The expression of proinflammatory cytokines and chemokines in response to TCR agonists is regulated by the caspase-recruitment domain membrane-associated guanylate kinase 1 (CARMA1) signalosome through the coordinated assembly of complexes containing the BCL10 adaptor protein. We describe a novel mechanism to negatively regulate the CARMA1 signalosome by the “death” adaptor protein caspase and receptor interacting protein adaptor with death domain (CRADD)/receptor interacting protein-associated ICH-1/CED-3 homologous protein with a death domain. We show that CRADD interacts with BCL10 through its caspase recruitment domain and suppresses interactions between BCL10 and CARMA1. TCR agonist-induced interaction between CRADD and BCL10 coincides with reduction of its complex formation with CARMA1 in wild-type, as compared with Cradd-deficient, primary cells. Finally, Cradd-deficient spleen cells, CD4+ T cells, and mice respond to T cell agonists with strikingly higher production of proinflammatory mediators, including IFN-γ, IL-2, TNF-α, and IL-17. These results define a novel role for CRADD as a negative regulator of the CARMA1 signalosome and suppressor of Th1- and Th17-mediated inflammatory responses.

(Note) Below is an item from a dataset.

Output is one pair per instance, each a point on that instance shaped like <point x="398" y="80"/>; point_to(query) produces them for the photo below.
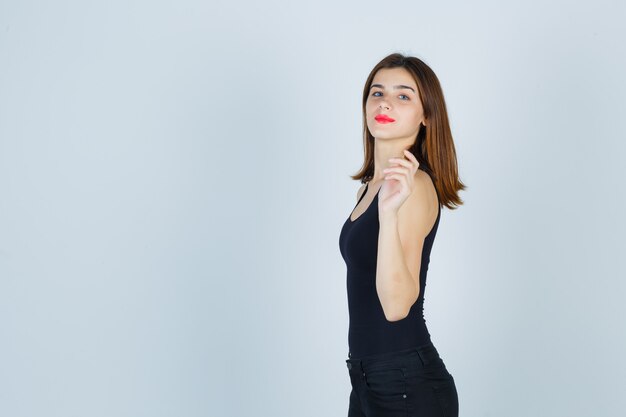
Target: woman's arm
<point x="400" y="242"/>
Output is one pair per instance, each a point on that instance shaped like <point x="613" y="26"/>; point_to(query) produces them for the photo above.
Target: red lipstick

Proinflammatory pathways are maintained through the assembly of oligomeric signaling complexes known as signalosomes (1). One of them is the caspase-recruitment domain (CARD) membrane-associated guanylate kinase 1 (CARMA1) signalosome employed by multiple immunoreceptors, including the T and B cell Ag receptors (2, 3).

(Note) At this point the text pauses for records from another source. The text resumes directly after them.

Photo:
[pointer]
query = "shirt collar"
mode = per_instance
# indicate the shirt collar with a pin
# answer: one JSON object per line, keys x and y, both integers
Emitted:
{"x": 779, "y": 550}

In T cells, Ag receptor (TCR) engagement results in phosphorylation-induced conformational changes in CARMA1 necessary for the recruitment of BCL10, together with the MALT1 paracaspase protein (4–6). These CARD domain-mediated interactions between BCL10 and CARMA1 (7, 8) are required for TCR-coupled expression of cytokines under NF-κB control. While searching in silico for additional proteins bearing CARD and DEATH domains, a novel adaptor protein, designated caspase and receptor interacting protein adaptor with death domain (CRADD) (Mouse Genome Informatics 1336168), or receptor interacting protein-associated ICH-1/CED-3 homologous protein with a death domain (RAIDD), was discovered and characterized for its potential role in apoptosis (9, 10). CRADD was subsequently linked to DNA damage based on its inclusion in a complex with p53-induced death domain protein (PIDD) and caspase-2, termed the PIDDosome (11, 12). However, further studies provided little support for this concept and described other functions for PIDD and caspase-2 in cell cycle control (13–17) and for CRADD/RAIDD, PIDD, and caspase-2 in the cellular responses to lethal heat shock (18). As an alternative model of CRADD function, we hypothesized that CRADD may play a role in TCR signal transduction as an adaptor protein through its CARD domain. In this study, we establish a novel immunoregulatory function for CRADD/RAIDD as a suppressor of the CARMA1 signalosome and as a negative regulator of the T cell-mediated proinflammatory response.
Materials and Methods
Animal work was done in accordance with the Animal Care and Use Committee guidelines for Vanderbilt University. Animals were housed in specific pathogen-free conditions. The Cradd gene (Mouse Genome Informatics 1336168) was disrupted in embryonic stem cells, introduced into the germline (19) (Supplemental Fig. 1), and maintained in a 129SVJ-C57BL/6 background.
RBC-lysed spleen cells from wild-type and Cradd−/− mice were cultured in RPMI 1640 medium with 10% FBS at 37°C in a CO2 incubator. Other cell types were cultured in DMEM medium with 10% FBS.
CD4+ T cells were purified with the CD4+ Isolation Kit II, and naive T cells were purified through the naive cell purification kit according to the manufacturer’s instructions (Miltenyi Biotec). Isolated CD4+ T cells were >95% pure; naive T cells were >92% pure as determined by identifying CD4+CD44loCD62Lhi cells.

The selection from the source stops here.